- Antiviral medications and COVID-19 PCR testing are becoming more widely available in Ontario.
- According to the province, antiviral medication should be started within 5 days of the onset of symptoms in most cases.
- During his first news conference in a month, Moore emphasized the importance of vaccinations.
As the province grapples with an upsurge in infections and hospitalizations, the Ontario government makes antiviral medicines and PCR testing for COVID-19 more readily available.
High-risk persons who are impaired and at greater risk of severe side effects after contracting COVID-19 are included in the revised eligibility announced on Monday.
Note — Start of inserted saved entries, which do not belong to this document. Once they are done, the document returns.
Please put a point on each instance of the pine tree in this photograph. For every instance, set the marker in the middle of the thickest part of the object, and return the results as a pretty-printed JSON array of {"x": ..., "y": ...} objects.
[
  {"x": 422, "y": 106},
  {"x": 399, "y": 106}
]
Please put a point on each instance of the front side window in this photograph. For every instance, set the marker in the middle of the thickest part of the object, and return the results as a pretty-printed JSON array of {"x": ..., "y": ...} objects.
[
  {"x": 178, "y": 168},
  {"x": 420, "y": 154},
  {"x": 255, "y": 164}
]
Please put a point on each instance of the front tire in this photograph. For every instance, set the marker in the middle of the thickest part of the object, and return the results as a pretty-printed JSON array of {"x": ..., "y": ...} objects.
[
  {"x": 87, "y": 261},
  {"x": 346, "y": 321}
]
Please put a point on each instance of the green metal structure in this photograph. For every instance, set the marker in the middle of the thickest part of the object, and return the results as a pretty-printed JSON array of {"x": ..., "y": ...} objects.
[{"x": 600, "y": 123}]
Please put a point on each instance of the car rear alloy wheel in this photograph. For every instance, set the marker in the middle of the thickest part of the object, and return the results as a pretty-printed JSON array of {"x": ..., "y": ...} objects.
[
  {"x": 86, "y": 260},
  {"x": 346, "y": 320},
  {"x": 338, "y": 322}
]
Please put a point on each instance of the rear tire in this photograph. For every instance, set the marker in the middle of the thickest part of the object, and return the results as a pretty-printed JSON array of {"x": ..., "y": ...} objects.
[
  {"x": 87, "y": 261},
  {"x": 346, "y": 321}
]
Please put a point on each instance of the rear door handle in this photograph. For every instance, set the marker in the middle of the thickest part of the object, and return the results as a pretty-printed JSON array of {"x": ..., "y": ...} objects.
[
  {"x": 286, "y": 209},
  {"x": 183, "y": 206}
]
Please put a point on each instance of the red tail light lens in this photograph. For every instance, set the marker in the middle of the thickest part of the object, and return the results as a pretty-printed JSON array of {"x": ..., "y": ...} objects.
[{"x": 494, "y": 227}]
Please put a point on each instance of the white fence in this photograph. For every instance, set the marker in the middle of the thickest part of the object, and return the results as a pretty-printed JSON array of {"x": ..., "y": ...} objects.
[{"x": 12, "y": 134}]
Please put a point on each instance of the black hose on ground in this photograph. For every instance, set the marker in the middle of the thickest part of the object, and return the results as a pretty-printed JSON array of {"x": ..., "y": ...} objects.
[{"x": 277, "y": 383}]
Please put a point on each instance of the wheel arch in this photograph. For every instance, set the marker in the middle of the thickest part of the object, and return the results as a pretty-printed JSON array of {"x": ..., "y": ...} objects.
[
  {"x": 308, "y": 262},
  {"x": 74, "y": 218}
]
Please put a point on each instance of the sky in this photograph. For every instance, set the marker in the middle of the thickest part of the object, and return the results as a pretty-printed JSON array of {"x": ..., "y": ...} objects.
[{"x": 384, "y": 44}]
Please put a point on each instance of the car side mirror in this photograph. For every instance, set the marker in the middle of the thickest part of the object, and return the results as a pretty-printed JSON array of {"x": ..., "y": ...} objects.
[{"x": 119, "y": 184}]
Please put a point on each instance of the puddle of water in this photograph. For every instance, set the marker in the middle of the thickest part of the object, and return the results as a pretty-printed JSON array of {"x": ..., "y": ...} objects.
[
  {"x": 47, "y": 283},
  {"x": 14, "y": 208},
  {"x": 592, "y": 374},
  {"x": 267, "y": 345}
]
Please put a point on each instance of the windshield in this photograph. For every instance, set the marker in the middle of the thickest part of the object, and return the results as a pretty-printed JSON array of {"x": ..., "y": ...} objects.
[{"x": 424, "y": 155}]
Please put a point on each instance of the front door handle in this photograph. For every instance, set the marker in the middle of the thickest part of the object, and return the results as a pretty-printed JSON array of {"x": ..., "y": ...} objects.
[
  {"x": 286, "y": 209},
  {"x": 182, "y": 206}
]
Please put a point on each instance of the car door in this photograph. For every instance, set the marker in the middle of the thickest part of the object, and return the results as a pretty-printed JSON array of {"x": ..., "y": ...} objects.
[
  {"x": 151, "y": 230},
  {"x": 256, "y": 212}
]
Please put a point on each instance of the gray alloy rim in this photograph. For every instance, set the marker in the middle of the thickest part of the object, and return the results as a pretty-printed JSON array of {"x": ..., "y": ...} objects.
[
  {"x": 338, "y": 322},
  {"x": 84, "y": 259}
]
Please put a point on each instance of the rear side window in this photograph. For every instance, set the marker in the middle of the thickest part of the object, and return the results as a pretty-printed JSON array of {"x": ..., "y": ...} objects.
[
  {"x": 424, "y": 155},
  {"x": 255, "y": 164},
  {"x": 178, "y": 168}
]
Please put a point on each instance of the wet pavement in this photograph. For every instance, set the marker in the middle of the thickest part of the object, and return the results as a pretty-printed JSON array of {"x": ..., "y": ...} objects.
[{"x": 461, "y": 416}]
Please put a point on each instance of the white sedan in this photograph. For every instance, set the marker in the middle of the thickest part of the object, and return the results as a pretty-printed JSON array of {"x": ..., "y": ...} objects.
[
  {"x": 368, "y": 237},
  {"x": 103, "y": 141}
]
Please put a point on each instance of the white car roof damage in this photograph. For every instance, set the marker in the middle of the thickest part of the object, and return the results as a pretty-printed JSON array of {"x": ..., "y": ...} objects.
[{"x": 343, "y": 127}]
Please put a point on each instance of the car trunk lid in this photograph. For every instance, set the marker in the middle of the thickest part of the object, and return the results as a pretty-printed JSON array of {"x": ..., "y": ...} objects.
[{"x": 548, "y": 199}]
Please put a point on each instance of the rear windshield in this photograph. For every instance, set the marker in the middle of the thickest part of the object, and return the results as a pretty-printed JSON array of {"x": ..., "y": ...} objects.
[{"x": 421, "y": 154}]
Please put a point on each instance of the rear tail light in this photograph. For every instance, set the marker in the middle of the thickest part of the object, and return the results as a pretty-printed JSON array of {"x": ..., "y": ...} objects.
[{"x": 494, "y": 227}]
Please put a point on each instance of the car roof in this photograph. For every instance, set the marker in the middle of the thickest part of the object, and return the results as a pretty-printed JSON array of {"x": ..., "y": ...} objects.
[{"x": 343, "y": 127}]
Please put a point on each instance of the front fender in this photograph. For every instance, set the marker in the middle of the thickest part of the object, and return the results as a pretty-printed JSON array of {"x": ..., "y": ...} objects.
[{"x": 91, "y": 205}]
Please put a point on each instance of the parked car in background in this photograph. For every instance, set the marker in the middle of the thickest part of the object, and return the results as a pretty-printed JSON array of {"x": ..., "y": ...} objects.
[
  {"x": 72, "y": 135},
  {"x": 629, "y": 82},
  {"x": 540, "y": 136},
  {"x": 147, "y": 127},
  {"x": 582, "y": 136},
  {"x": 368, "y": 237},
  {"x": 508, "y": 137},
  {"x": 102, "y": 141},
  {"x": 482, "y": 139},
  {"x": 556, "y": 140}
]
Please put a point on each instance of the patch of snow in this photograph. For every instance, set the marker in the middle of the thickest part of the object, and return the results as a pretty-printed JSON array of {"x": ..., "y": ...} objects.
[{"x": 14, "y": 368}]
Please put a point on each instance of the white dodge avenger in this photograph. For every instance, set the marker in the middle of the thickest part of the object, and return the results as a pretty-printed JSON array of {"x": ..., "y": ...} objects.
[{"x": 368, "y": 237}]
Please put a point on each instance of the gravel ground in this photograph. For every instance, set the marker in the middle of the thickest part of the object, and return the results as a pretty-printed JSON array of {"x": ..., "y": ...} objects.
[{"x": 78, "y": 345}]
PCR testing, as well as assessment for antiviral medicines like Paxlovid, are currently available for the following groups:
- Immunocompromised adults and children aged 18 and up.
- Individuals in their seventies and eighties.
- Individuals over the age of 60 have had fewer than 3 vaccine doses.
- Individuals aged 18 and above who have had fewer than three vaccination doses and have at least one risk factor.
To see if they are qualified for the treatment, people can take an online examination.
The province will allow chosen pharmacies to distribute Paxlovid treatments with a prescription later this week. At 8 a.m. on Wednesday, a complete list of participating pharmacies will be accessible here.
According to the province, in most cases, antiviral treatment must start within 5 days of the onset of symptoms. Three pills, twice a day, for 5 days in a row is a full course of treatment.
As a result, persons in a higher risk group who have symptoms should seek testing and treatment from their healthcare practitioner or a health assessment center as soon as possible.
“Antiviral medication, including the oral antiviral Paxlovid, can prevent hospitalizations, protect hospital capacity, and safeguard patients at high risk of catastrophic health consequences,” said Dr. Kieran Moore, Ontario’s Chief Medical Officer of Health, at a press conference on Monday. “Talk to your primary care provider ahead of time, even if you don’t have symptoms, to see if the treatment is right for you if you get sick and have a plan.”
“Even if a patient does not fall into one of the high-risk groups, healthcare practitioners can assess if an antiviral medication is suitable for them based on their unique circumstances.”
According to officials, patients can also be evaluated for antiviral medication if they have a positive fast antigen test.
Paxlovid, an oral antiviral made by Pfizer and licensed by Health Canada earlier this year, is expected to be available throughout 2022, according to the province.
Before today’s announcement, the medicine was only offered to immunocompromised individuals, unvaccinated persons aged 60 and up, and unvaccinated people aged 50 and up who were Indigenous or had one or more risk factors.
Moore emphasized the necessity of being vaccinated during his first news conference in nearly a month. In Ontario, residents aged 60 and older are being asked to schedule their fourth doses 5 months after getting their third.
Moore also advises that people continue wearing masks as the pandemic enters its sixth wave in Ontario.